The Conservative Party does, of course, have form when it comes to turning its back on free trade in the hope of electoral reward. At the start of the twentieth-century, Joseph Chamberlain and the Tariff Reform League were winning the argument among Tories for imposing new trade barriers to protect British jobs. Chamberlain’s populism forced the Conservative Government under Balfour to strike a protectionist pose, defeated thanks to the free-trading Liberals’ landslide victory at the 1906 general election. The Tories banged the drum for protectionism again in 1923 under Stanley Baldwin; and once again they were checked by the free-trading Liberals.

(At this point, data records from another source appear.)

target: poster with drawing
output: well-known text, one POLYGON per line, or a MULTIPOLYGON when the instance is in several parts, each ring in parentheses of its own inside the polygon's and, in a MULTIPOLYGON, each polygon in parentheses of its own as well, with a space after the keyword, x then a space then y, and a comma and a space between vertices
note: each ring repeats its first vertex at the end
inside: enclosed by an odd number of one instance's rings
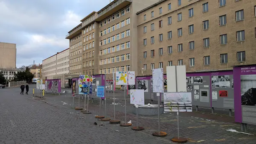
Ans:
POLYGON ((192 112, 191 92, 164 92, 164 111, 192 112))
POLYGON ((135 84, 135 72, 116 72, 116 84, 127 85, 135 84))
POLYGON ((148 92, 148 80, 138 80, 138 89, 144 89, 145 92, 148 92))
POLYGON ((212 76, 212 87, 230 88, 230 78, 229 75, 212 76))
POLYGON ((130 95, 131 104, 141 105, 145 104, 143 89, 131 89, 130 95))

Wind the clock forward a hundred years and – once more unto the breach, dear friends! – it’s Liberals standing up for free and open trade while Conservatives cower at the threat posed by those latter-day protectionists, UKIP.
It’s been left to Nick Clegg, alone among the party leaders, to champion Britain’s continuing EU membership, laying down the gauntlet to Nigel Farage. As he pointed out in his speech to the party’s spring conference on Sunday:
“This isn’t about some starry eyed affection for the EU – of course it needs reform. But you can’t change it with one foot out the door. You change it by taking your place at the table – which is where you protect Britain’s national interest and promote our values too.”
Clegg’s words rang a bell with me. Then I remembered. I’d read something very similar by John Cridland, Director-General of the CBI (also apparently now a well-known bastion of liberal-leftyism) responding to a survey showing eight out of 10 firms say the UK must stay in the EU:
“This sends a clear message that most CBI members, big and small, support UK membership of the EU. Firms want what is best for jobs and growth, and there is genuine concern that an exit would hit business investment and access to the world’s largest trading bloc. … Businesses do have some serious concerns about the EU, but ultimately they want the UK inside the tent winning the argument for reform.”
We have, it seems, gone back to the future. It is now left to the Lib Dems to stick up for Britain as an open, trading, pro-business nation, while the Conservatives race Ukip in a headlong rush to protectionist isolationism.
Your call, guys. You can heed the vacuous populism of James Brokenshire. Or you can listen to liberal-leftys like me, the Institute of Directors, The Economist, the Centre for Entrepreneurs, and the CBI and embrace competitive markets that promote growing prosperity for all. Which will it be?